In order to assess the relationship between advertising expenditure and sales performance of a media company, a quantitative research strategy is used in this project’s methodology. The process entails gathering data, utilizing Microsoft Excel’s regression analysis to analyze it, visualizing it with Tableau, and making recommendations based on the results. This strategy will assist in identifying the primary factors influencing sales performance and provide suggestions on how to improve future sales performance and the media group’s advertising campaign.
Data Analysis
This study project’s data analysis component intends to use various statistical and machine learning approaches to examine the media group’s advertising expenditure and sales data. The raw dataset offered includes statistics on the amount of money spent on TV, radio, and newspaper advertisements as well as sales information for these products. Excel and Tableau, two programs that are frequently used for data analysis and visualization, will be utilized to evaluate the data.
Data source
The media group’s advertising.csv file served as the study’s primary data source. The dataset includes statistics on the amount of money spent on TV, radio, and newspaper advertisements as well as sales information for various products. In order to determine the most effective advertising medium for each product, the study will concentrate on the relationship between advertising expenditure and sales performance for each product.
Data Pre-processing
Cleaning and pre-processing the data in order to get rid of any anomalies, outliers, or missing numbers is the first stage in the data analysis process. To guarantee that the analysis is founded on correct and trustworthy data, this is crucial. Excel was used in this project to pre-process the data, tidy it up, and manipulate it using a number of tools and functions. The data was then imported into Tableau for additional analysis and visualization after being cleaned and prepared.

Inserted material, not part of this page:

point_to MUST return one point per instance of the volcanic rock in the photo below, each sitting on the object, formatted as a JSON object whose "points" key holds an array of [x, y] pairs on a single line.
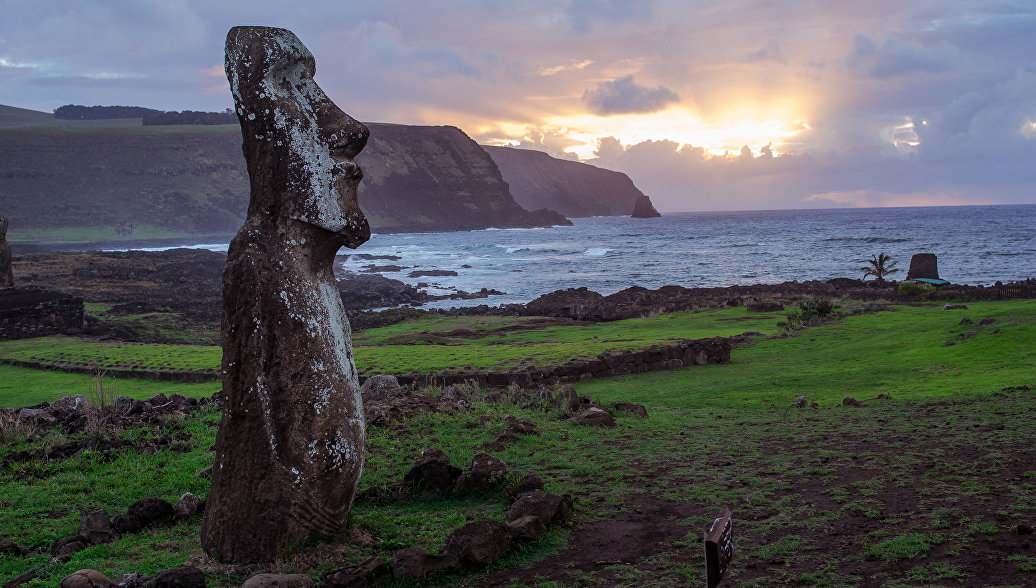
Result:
{"points": [[289, 448], [480, 542], [413, 563]]}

To check for missing data in Excel, you can use conditional formatting. Here are the steps:
- I selected the data range I want to check for missing data.
- I Clicked on the “Home” tab and then on “Conditional Formatting” in the “Styles” section.
- From the dropdown menu, I selected “New Rule”.
- In the “New Formatting Rule” window, I selected “Use a formula to determine which cells to format”.
- In the formula bar, I entered “=ISBLANK(A1)” (without the quotes).
- I clicked on the “Format” button to select the formatting I wanted to apply to the blank cells. I choose red fill color to highlight the missing data.
- I clicked “OK” to close the “Format Cells” window and then clicked “OK” again to close the “New Formatting Rule” window.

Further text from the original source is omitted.